Sabaudia – Chioschi sul lungomare, la Procura chiede l’arresto del vicesindaco Secci

Indagato anche il primo cittadino Alberto Mosca e due dirigenti comunali

SABAUDIA – La Procura di Latina ha avanzato la richiesta di arresto per Giovanni Secci, vicesindaco di Sabaudia, nell’ambito di un’indagine che riguarda la gestione dei chioschi sul lungomare cittadino. L’inchiesta coinvolge complessivamente quattro persone: oltre a Secci risultano indagati anche il sindaco Alberto Mosca e due dirigenti comunali, chiamati in causa per il ruolo avuto nelle procedure amministrative finite sotto la lente degli inquirenti.

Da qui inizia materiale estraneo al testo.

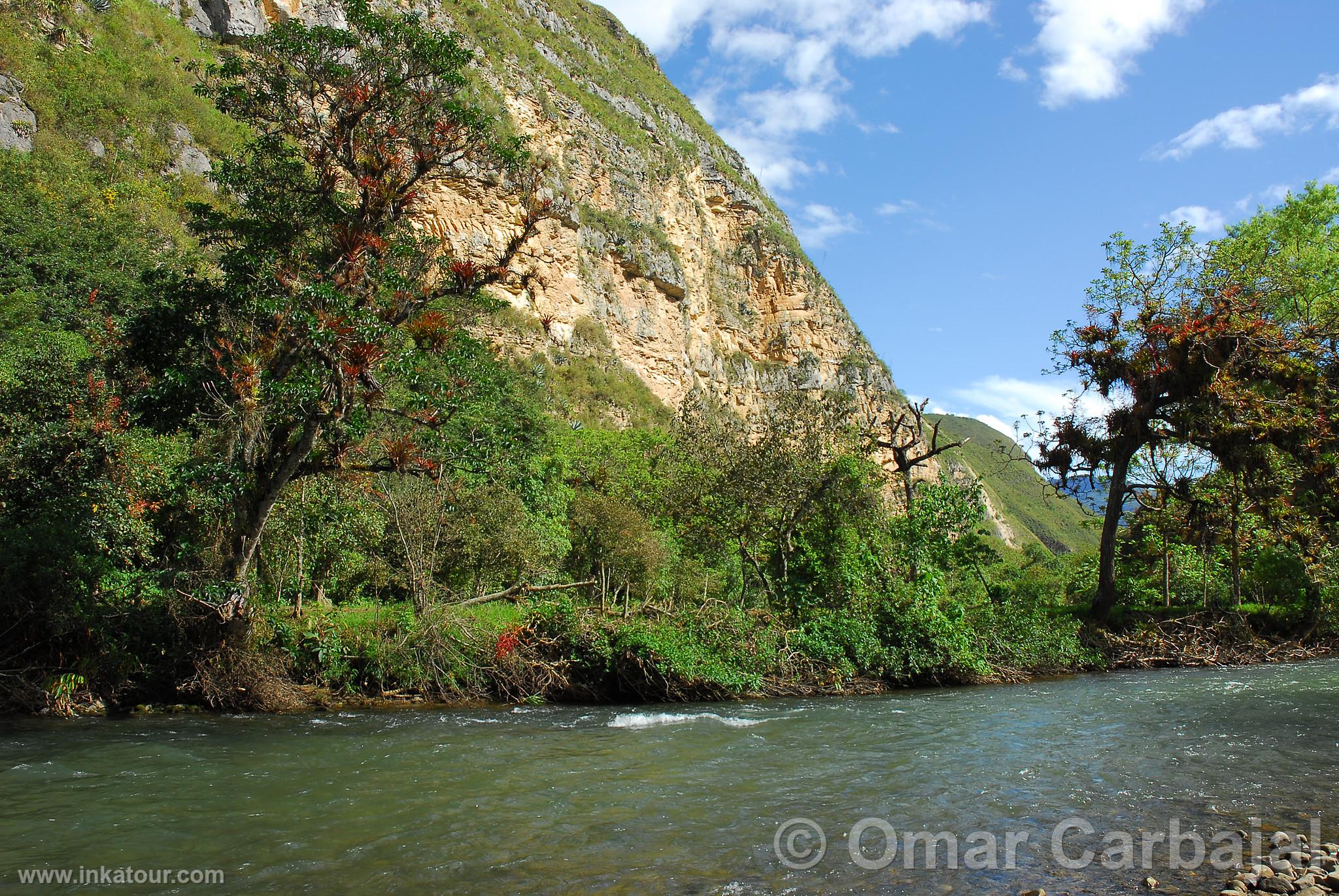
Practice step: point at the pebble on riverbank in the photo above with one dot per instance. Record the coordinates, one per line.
(1294, 867)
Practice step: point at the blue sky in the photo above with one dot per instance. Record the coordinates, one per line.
(954, 167)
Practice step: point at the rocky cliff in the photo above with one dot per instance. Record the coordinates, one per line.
(664, 251)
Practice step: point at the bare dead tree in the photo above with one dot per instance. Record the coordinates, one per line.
(908, 444)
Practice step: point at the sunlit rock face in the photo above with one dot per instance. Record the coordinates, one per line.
(662, 239)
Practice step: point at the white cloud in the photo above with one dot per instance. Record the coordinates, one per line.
(1204, 220)
(1010, 70)
(998, 425)
(802, 42)
(1276, 193)
(1091, 47)
(1247, 127)
(898, 208)
(821, 223)
(1002, 401)
(764, 44)
(663, 24)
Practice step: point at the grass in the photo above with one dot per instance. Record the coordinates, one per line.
(599, 391)
(1017, 491)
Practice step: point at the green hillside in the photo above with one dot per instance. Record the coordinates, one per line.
(1017, 491)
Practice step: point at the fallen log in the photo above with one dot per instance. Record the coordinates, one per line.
(520, 589)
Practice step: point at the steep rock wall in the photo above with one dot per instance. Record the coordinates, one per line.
(662, 237)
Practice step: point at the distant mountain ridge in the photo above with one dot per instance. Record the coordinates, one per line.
(1023, 506)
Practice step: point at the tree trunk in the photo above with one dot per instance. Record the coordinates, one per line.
(1166, 572)
(1236, 541)
(1106, 596)
(252, 510)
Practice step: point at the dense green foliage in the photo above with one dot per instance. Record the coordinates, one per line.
(251, 442)
(1219, 371)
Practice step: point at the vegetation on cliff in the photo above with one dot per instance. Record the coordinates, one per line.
(251, 441)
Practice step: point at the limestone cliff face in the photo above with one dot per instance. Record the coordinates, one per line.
(662, 237)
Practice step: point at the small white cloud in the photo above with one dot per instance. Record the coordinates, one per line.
(998, 425)
(805, 41)
(1010, 70)
(1247, 127)
(821, 223)
(1276, 193)
(1091, 47)
(764, 44)
(898, 208)
(1204, 220)
(1009, 399)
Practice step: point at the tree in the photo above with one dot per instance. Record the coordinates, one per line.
(341, 339)
(907, 441)
(789, 491)
(1187, 347)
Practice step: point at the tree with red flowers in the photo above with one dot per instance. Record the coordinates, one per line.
(1188, 347)
(339, 339)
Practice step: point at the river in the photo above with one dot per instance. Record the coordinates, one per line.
(681, 799)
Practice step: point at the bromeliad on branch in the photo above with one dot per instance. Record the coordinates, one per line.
(328, 288)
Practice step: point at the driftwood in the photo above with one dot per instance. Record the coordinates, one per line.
(520, 589)
(1202, 639)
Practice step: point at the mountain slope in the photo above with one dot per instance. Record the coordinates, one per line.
(666, 256)
(1023, 508)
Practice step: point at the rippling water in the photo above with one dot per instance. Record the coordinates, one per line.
(673, 799)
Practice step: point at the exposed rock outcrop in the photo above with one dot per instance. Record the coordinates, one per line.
(18, 122)
(663, 237)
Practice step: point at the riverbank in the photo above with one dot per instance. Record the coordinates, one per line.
(537, 800)
(532, 669)
(1290, 864)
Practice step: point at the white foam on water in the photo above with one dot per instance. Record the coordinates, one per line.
(656, 720)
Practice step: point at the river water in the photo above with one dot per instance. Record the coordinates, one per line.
(679, 799)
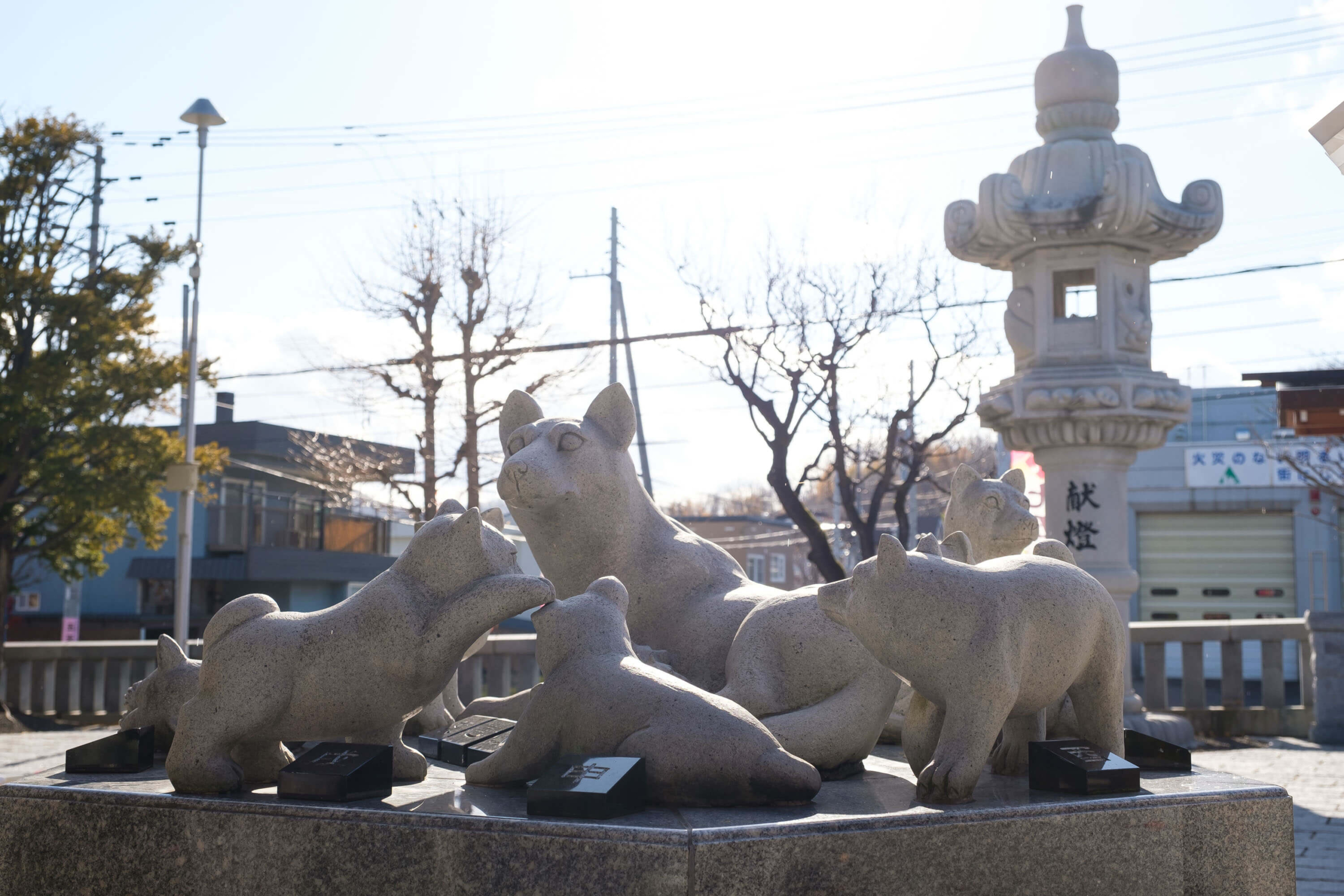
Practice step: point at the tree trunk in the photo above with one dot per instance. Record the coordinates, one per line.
(469, 444)
(428, 450)
(819, 551)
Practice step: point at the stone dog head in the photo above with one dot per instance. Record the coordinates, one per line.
(879, 596)
(455, 549)
(994, 513)
(156, 699)
(555, 461)
(588, 624)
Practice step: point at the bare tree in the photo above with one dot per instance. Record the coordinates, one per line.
(339, 464)
(452, 269)
(800, 361)
(1319, 465)
(749, 500)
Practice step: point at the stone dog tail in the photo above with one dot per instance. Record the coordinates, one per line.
(783, 778)
(236, 613)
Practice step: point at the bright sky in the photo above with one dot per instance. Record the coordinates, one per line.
(707, 124)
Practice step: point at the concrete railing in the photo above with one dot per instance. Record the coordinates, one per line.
(76, 679)
(1275, 716)
(507, 664)
(88, 680)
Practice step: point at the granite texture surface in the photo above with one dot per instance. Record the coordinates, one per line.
(1205, 832)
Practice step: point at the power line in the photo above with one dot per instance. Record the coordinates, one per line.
(530, 121)
(1247, 270)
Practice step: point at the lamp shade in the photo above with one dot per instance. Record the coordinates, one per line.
(202, 114)
(1330, 133)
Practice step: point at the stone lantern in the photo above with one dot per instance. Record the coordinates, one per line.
(1079, 220)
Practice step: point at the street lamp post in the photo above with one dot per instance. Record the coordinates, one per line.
(202, 114)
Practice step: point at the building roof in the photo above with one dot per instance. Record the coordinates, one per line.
(785, 523)
(1299, 378)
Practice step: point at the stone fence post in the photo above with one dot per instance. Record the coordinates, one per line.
(1327, 635)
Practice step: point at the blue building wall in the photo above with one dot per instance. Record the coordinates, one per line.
(113, 594)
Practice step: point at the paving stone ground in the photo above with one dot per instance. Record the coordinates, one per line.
(1311, 773)
(1315, 777)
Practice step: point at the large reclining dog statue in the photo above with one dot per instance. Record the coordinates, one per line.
(987, 648)
(358, 669)
(995, 516)
(600, 699)
(573, 491)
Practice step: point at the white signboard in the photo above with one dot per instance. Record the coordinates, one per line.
(1246, 464)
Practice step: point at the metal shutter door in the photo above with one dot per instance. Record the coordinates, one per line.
(1210, 563)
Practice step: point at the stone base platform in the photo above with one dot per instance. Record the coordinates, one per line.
(1202, 832)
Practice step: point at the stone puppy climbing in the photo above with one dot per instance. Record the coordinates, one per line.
(994, 513)
(156, 699)
(358, 669)
(600, 699)
(985, 648)
(572, 488)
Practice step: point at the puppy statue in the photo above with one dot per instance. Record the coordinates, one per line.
(156, 699)
(358, 669)
(600, 699)
(985, 648)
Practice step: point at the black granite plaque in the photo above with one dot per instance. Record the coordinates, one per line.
(454, 749)
(1153, 754)
(1074, 766)
(484, 749)
(589, 787)
(125, 751)
(430, 742)
(339, 773)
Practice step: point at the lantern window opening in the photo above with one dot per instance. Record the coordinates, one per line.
(1076, 293)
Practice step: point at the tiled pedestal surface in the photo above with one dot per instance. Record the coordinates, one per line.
(1201, 833)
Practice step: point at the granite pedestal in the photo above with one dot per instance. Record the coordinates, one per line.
(1183, 833)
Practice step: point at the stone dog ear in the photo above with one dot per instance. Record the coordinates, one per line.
(929, 544)
(612, 589)
(964, 476)
(169, 656)
(891, 556)
(519, 410)
(467, 532)
(449, 507)
(613, 413)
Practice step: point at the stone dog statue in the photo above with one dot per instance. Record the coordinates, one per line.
(358, 669)
(811, 683)
(573, 491)
(156, 699)
(994, 513)
(600, 699)
(985, 648)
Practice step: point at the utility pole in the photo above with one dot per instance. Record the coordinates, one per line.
(205, 116)
(97, 206)
(186, 349)
(913, 495)
(616, 288)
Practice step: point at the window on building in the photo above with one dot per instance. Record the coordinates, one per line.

Il procedimento entrerà in una fase cruciale la prossima settimana. Per il 20 gennaio sono infatti fissati gli interrogatori preventivi davanti al giudice per le indagini preliminari di Latina, Giuseppe Cario, chiamato a valutare la richiesta di misure cautelari formulata dalla Procura.

Le ipotesi di reato contestate sono quelle di turbata libertà del procedimento di scelta del contraente e riguardano l’assegnazione di otto chioschi situati sul litorale di Sabaudia. Secondo l’accusa, le procedure avrebbero finito per favorire familiari dei precedenti concessionari, già decaduti in passato a seguito di violazioni urbanistiche e ambientali.

In una prima fase, cinque concessioni erano state attribuite a un imprenditore di Latina, Fabrizio Gallo, estraneo all’indagine, ma successivamente revocate dal Comune per un presunto pagamento effettuato oltre i termini previsti. A quel punto, stando alla ricostruzione della Procura, l’amministrazione avrebbe proceduto con lo scorrimento della graduatoria, assegnando i chioschi a soggetti legati ai precedenti gestori.

Gli inquirenti contestano inoltre la predisposizione di un disciplinare di gara strutturato in modo tale da favorire chi già disponeva delle strutture. Le prescrizioni tecniche inserite nelle determinazioni comunali – dalle dimensioni dei moduli alla tipologia dei chioschi, fino all’organizzazione degli spazi – sarebbero state modellate sulle installazioni esistenti, rendendo di fatto più difficile l’accesso alla procedura per nuovi operatori.

L’indagine è coordinata dal pubblico ministero Giuseppe Miliano. Ora la parola passa al gip, che dopo gli interrogatori deciderà se accogliere o meno le richieste avanzate dalla Procura.